Anyway, others got in on the hatin’ this year, as well. Here are 10 noteworthy disses:
Anyone have suggestions of how to fill water balloons with red wine without spilling the wine?
— Kevin McKenzie (@AmusingMyBouche) August 18, 2016
...asking for a friend #debphl16
Missed #debphl16 because I was helping feed homeless people. #dinnerenblanc pic.twitter.com/uVBYo3DOlS
— Ripper - 9⃣ (@RipperSoftball) August 19, 2016
I was really hoping to see the #debphl16 people eating in the school police parking lot on Schuylkill Ave
— Colin Weir (@radiocolin) August 19, 2016
Do you guys remember that time that whale exploded in a street? Maybe it'll happen again at dinner en blanc #debphl16
— Tony Terrific (@TonyWords) August 19, 2016
#debphl16 might be the worst thing to happen to this city @JonCheddar @dr_pizza_MD @Natt_E_Lightt
— collin mehalick (@collin) August 19, 2016
#debphl16 is the Wingbowl for Philadelphia's literate.
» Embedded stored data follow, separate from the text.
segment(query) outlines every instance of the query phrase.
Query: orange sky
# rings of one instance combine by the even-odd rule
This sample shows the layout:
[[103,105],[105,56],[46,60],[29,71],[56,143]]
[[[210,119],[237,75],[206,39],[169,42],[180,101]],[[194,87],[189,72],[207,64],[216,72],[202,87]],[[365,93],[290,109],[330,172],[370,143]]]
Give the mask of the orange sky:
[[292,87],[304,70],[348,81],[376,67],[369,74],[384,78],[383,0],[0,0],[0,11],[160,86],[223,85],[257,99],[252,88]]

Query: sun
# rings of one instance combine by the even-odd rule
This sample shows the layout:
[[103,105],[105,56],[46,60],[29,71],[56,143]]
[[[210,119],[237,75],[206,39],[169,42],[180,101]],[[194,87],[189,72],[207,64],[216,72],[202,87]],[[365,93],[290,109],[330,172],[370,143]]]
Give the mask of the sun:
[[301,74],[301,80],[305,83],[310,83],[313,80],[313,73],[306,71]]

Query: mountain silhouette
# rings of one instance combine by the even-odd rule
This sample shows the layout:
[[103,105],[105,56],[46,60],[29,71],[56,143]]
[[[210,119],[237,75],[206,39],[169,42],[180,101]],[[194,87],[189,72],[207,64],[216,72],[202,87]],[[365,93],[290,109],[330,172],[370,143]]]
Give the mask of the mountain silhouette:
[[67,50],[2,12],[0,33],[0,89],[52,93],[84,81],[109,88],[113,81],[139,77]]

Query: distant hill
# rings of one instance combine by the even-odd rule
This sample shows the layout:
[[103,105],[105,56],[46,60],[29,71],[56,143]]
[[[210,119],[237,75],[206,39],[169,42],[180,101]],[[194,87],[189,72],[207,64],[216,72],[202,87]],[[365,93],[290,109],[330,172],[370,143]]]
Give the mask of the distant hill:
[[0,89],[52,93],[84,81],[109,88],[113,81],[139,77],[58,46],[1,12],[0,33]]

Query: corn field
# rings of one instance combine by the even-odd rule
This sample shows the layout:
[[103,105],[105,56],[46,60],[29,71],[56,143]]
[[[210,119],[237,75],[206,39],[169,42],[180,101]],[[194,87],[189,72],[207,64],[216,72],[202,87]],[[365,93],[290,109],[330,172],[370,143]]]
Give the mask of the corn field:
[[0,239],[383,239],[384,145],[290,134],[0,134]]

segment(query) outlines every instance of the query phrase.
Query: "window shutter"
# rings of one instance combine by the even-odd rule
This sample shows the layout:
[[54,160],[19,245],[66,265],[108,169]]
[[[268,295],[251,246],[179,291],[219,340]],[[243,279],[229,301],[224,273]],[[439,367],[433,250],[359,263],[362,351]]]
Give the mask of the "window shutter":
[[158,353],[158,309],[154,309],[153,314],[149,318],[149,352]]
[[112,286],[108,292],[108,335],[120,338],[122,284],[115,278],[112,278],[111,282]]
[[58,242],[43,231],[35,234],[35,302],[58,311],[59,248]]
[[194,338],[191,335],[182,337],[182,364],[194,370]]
— Joshua Scott Albert (@jpegjoshua) August 18, 2016
#debphl16 The most hipster thing ever.
— Pessimist Prime (@PessPrime) August 18, 2016
Thrilled to be in Philly for #DinerenBlanc! #debphl16 pic.twitter.com/PZrlKHgYQN
— Mark Magowan (@_magowan) August 18, 2016
If you're bougie enough to attend #debphl16 know the difference between white and off white 💁🏼
— Devin (@d_marie75) August 18, 2016
will someone finally explain @DEBphl to me in a way I'll finally understand #debphl16
— mindy isser (@mindyisser) August 18, 2016
Normally, this would be the part of the column where I'd seek out balance, namely the inclusion of pro-#DEBPHL16 tweets. But not today.
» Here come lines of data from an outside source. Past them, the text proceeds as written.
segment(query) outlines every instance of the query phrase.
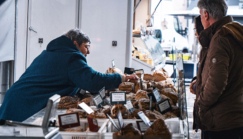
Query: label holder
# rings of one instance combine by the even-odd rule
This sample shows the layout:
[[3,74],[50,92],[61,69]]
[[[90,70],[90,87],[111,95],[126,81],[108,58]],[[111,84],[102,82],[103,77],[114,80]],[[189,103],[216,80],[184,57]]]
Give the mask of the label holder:
[[103,87],[102,89],[100,89],[99,91],[99,94],[101,96],[101,98],[104,100],[106,97],[105,97],[105,87]]
[[[102,99],[100,94],[94,96],[92,99],[93,99],[93,101],[94,101],[94,103],[95,103],[97,108],[100,108],[100,107],[105,105],[104,100]],[[99,100],[101,102],[99,103],[99,102],[97,102],[97,100]]]
[[[64,123],[64,121],[67,123]],[[58,122],[62,129],[80,126],[78,112],[58,115]]]
[[113,120],[108,114],[106,114],[106,116],[109,118],[109,120],[111,121],[111,123],[113,124],[113,126],[114,126],[118,131],[120,131],[121,129],[118,128],[118,126],[116,125],[116,123],[114,122],[114,120]]
[[152,101],[153,101],[153,102],[159,102],[159,101],[161,100],[161,96],[160,96],[160,94],[159,94],[157,88],[155,88],[155,89],[153,90],[153,92],[149,93],[148,96],[149,96],[149,97],[152,97]]
[[[164,99],[161,102],[157,103],[160,113],[165,114],[172,110],[169,99]],[[161,110],[162,109],[162,110]]]
[[[121,101],[114,101],[114,99],[117,99],[117,98],[114,98],[115,94],[124,94],[124,98],[123,100]],[[116,105],[116,104],[126,104],[126,92],[125,91],[117,91],[117,92],[111,92],[110,93],[110,104],[111,105]]]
I don't understand the appeal of said event, and never will, so I wouldn't do any sort of positive spin justice. If I was inclined to even give it a try in the first place. Which I'm most certainly not. There's me, there's people who think DEB is the best party in Philly and there's an impassible demilitarized zone between us.
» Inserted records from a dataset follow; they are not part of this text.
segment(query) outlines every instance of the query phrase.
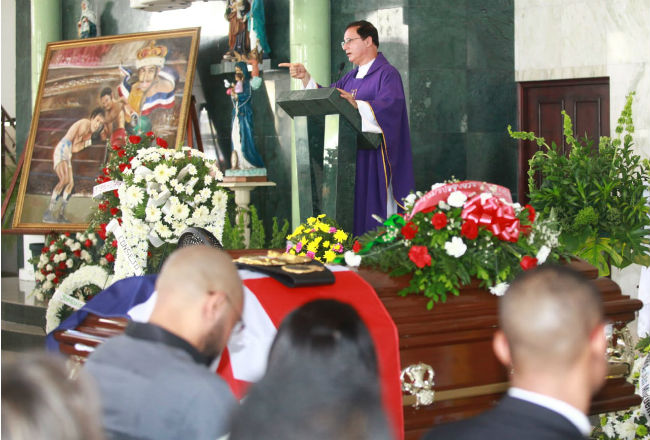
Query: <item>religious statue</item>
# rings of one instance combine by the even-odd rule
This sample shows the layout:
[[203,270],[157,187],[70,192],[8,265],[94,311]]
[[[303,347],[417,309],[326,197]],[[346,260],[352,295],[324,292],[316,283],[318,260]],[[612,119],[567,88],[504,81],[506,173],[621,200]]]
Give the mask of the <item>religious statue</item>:
[[232,169],[263,168],[264,162],[255,148],[253,139],[253,109],[251,107],[251,92],[262,85],[259,77],[257,59],[251,59],[253,75],[248,71],[248,65],[239,61],[235,64],[235,83],[224,80],[233,103],[232,109]]
[[135,74],[120,66],[124,76],[117,91],[124,104],[124,121],[129,133],[139,134],[150,131],[150,114],[158,108],[174,107],[178,73],[165,66],[167,47],[156,46],[155,41],[138,50]]
[[79,38],[92,38],[97,36],[97,16],[90,7],[89,0],[81,0],[81,17],[77,22],[77,35]]
[[223,56],[229,61],[245,61],[249,58],[262,60],[262,54],[269,54],[271,48],[266,39],[266,20],[262,0],[228,0],[226,20],[228,30],[228,52]]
But know this, people already excited to leave enough trash behind to make a maintenance man's morning hellish in 2017: I don't want you to take your macaroons and Coldplay and dreams of blind-date success and bubble machines away ever. It's too much fun to judge you from afar. And trust me: I will revel in doing so for as long as we all shall live.